Mianwali Express

Overview
- Service type: Inter-city rail
- First service: 2019
- Current operator: Pakistan Railways

Route
- Termini: Lahore Junction Mari Indus
- Stops: 13
- Distance travelled: 466 kilometres (290 mi)
- Average journey time: 9 hours
- Service frequency: Daily
- Train numbers: 147UP (Lahore→Mari Indus) 148DN (Mari Indus→Lahore)

On-board services
- Classes: Economy Class AC Standard
- Seating arrangements: Available
- Sleeping arrangements: Available
- Baggage facilities: Available

Technical
- Track gauge: 1,676 mm (5 ft 6 in)
- Track owner: Pakistan Railways

= Mianwali Express =

Mianwali Express is a passenger train operated daily by Pakistan Railways between Lahore and Mari Indus. The trip takes approximately 9 hours to complete its journey of 466 km traveling along a stretch of the Karachi–Peshawar Railway Line, Shahdara Bagh–Sangla Hill Branch Line, Khanewal–Wazirabad Branch Line, Chak Jhumra-Kundian Branch Line, Kotri–Attock Railway Line and Daud Khel–Lakki Marwat Branch Line.

== History ==
This train was suspended in 1990s, due to unknown reasons.

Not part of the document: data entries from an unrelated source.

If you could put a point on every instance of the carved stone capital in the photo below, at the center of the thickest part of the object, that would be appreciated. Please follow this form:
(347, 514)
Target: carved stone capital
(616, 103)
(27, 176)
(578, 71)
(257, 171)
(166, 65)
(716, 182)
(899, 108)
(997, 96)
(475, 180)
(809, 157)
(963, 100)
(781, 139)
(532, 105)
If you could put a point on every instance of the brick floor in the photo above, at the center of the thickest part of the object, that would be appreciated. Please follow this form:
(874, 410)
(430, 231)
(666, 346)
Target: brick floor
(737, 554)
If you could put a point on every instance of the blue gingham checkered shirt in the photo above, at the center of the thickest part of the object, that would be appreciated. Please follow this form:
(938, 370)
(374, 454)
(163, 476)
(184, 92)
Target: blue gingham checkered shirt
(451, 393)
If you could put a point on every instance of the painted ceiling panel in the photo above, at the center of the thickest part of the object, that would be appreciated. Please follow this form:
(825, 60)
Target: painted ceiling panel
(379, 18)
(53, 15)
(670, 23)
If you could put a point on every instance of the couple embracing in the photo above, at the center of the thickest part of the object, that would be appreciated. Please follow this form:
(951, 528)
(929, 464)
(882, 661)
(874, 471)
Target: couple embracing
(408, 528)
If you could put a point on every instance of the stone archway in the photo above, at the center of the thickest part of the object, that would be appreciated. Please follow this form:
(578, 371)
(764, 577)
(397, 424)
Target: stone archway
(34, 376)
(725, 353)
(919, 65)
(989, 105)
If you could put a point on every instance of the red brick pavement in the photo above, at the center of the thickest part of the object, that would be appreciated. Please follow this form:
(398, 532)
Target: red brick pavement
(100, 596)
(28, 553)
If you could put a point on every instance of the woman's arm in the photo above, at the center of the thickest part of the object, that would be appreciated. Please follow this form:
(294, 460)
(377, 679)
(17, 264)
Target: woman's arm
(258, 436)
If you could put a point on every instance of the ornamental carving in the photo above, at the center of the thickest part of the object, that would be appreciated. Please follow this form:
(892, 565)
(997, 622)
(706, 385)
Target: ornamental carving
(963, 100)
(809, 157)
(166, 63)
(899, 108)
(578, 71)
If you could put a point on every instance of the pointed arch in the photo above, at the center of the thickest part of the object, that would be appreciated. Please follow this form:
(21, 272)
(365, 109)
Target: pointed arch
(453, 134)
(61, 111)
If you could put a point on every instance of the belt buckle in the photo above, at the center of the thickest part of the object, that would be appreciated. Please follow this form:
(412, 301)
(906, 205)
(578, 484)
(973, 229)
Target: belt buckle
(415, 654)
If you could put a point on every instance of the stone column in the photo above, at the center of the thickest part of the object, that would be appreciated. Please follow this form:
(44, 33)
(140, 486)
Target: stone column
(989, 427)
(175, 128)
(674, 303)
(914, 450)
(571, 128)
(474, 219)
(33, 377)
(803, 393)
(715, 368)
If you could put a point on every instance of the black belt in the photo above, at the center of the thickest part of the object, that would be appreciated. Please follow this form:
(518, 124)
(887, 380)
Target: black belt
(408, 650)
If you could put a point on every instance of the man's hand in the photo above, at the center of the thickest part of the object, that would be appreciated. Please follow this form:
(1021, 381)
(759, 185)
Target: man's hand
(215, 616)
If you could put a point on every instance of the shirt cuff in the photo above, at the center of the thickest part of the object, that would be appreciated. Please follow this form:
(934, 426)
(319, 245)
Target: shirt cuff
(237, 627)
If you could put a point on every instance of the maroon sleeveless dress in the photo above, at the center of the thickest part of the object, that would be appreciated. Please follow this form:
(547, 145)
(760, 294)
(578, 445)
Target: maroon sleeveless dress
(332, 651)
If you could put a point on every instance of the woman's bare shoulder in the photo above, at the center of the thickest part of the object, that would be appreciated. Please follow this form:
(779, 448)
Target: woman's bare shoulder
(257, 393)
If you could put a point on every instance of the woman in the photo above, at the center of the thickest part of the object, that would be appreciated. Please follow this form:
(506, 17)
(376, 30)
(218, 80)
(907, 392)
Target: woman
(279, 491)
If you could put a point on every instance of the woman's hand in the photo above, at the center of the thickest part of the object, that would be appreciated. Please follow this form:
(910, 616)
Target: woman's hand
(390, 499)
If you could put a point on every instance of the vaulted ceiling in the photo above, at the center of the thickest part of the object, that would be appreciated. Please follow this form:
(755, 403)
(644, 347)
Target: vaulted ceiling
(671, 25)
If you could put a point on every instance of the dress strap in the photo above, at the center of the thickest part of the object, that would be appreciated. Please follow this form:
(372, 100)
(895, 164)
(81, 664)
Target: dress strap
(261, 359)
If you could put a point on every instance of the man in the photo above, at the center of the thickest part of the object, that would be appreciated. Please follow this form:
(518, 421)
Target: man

Mianwali Express was inaugurated by the then Prime Minister of Pakistan Imran Khan on 19 July 2019 at Mianwali Railway Station. On 25 November 2021, the train was outsourced to SSR Group.. Currently, the train is running under Pakistan Railways management.

== Route ==
- Lahore Junction–Shahdara Bagh Junction via Karachi–Peshawar Railway Line
- Shahdara Bagh Junction–Sangla Hill Junction via Shahdara Bagh–Sangla Hill Branch Line
- Sangla Hill Junction–Chak Jhumra Junction via Khanewal–Wazirabad Branch Line
- Chak Jhumra Junction–Kundian Junction via Chak Jhumra–Kundian Branch Line
- Kundian Junction–Daud Khel Junction via Kotri–Attock Railway Line
- Daud Khel Junction–Mari Indus via Daud Khel–Lakki Marwat Branch Line

== Station stops ==

- Lahore Junction
- Shahdara Bagh Junction
- Qila Sheikhupura Junction
- Sangla Hill Junction
- Chiniot
- Shahinabad Junction
- Sargodha Junction
- Khushab Junction
- Quaidabad
- Wanbhachran
- Kundian Junction
- Mianwali
- Pai Khel
- Daud Khel Junction
- Mari Indus

== Equipment ==
Mianwali Express offers AC Standard and Economy Class seating.